A 36-year-old female with an 8-year history of symptomatic right lower limb varicose veins that presents with pain, heaviness and fatigue of the right leg with prolonged standing. The patient notes that she has also experienced symptoms of pelvic pain and fullness associated with dyspareunia and increased urinary frequency that is worsened at the end of the day and during menstruation. Past medical history includes hypothyroidism, uterine ablation and is G4, P3. There is a family history of varicose veins. On examination, both lower limbs are warm and well perfused with distal pulses palpable (2+ bilaterally). There is no swelling, skin changes or ulcerations. Prominent varicosities (CEAP C2) are located in the right posterior thigh and proximal posterior calf. Venous duplex of the lower limbs demonstrated right great saphenous vein measuring 6 mm with 0.4 sec reflux and extensive posterior thigh varicose veins with >5 sec reflux which originate from gluteal area. Pelvic venous duplex demonstrated left ovarian vein reflux 8 mm with extensive periuterine veins.
What is the best course of management for this patient?
The correct answer is: C. Left ovarian vein embolization and phlebectomy.
Pelvic pain is common in women and the differential is quite extensive, including pelvic venous disease. Patients with pelvic venous disease can have a diverse clinical presentation including varicose veins in the legs, pelvic pain, dyspareunia, back pain and GI/GU symptoms. Other common gynecological causes should be excluded. Symptoms tend to be worse with prolonged standing and are typically present throughout the menstrual cycle, worse during menstruation.
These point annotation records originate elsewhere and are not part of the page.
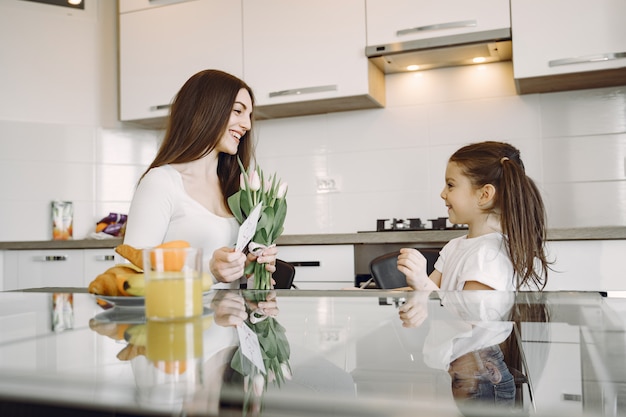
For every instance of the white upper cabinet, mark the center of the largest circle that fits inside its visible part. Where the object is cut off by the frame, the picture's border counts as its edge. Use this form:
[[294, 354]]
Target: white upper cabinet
[[308, 57], [393, 21], [161, 46], [568, 44]]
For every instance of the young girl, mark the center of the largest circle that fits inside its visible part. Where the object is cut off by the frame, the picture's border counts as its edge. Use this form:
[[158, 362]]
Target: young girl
[[487, 188]]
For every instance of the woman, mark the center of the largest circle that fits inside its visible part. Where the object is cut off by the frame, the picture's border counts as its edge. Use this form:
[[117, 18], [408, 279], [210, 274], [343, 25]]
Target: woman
[[183, 194]]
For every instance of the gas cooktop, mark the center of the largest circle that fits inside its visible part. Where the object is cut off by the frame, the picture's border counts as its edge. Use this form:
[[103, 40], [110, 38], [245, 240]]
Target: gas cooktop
[[415, 224]]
Women usually have a low BMI and multiple (≥2) pregnancies. Underlying pathology is usually ovarian vein reflux with extensive periuterine veins. In some patients, iliac vein compression or renal vein compression is the underlying pathology. Treatment in patient with ovarian reflux includes elimination of reflux with embolization of the pelvic and ovarian vein. Patients that have lower extremity non-saphenous veins which communicate with the pelvis, require treatment of the leg veins as well.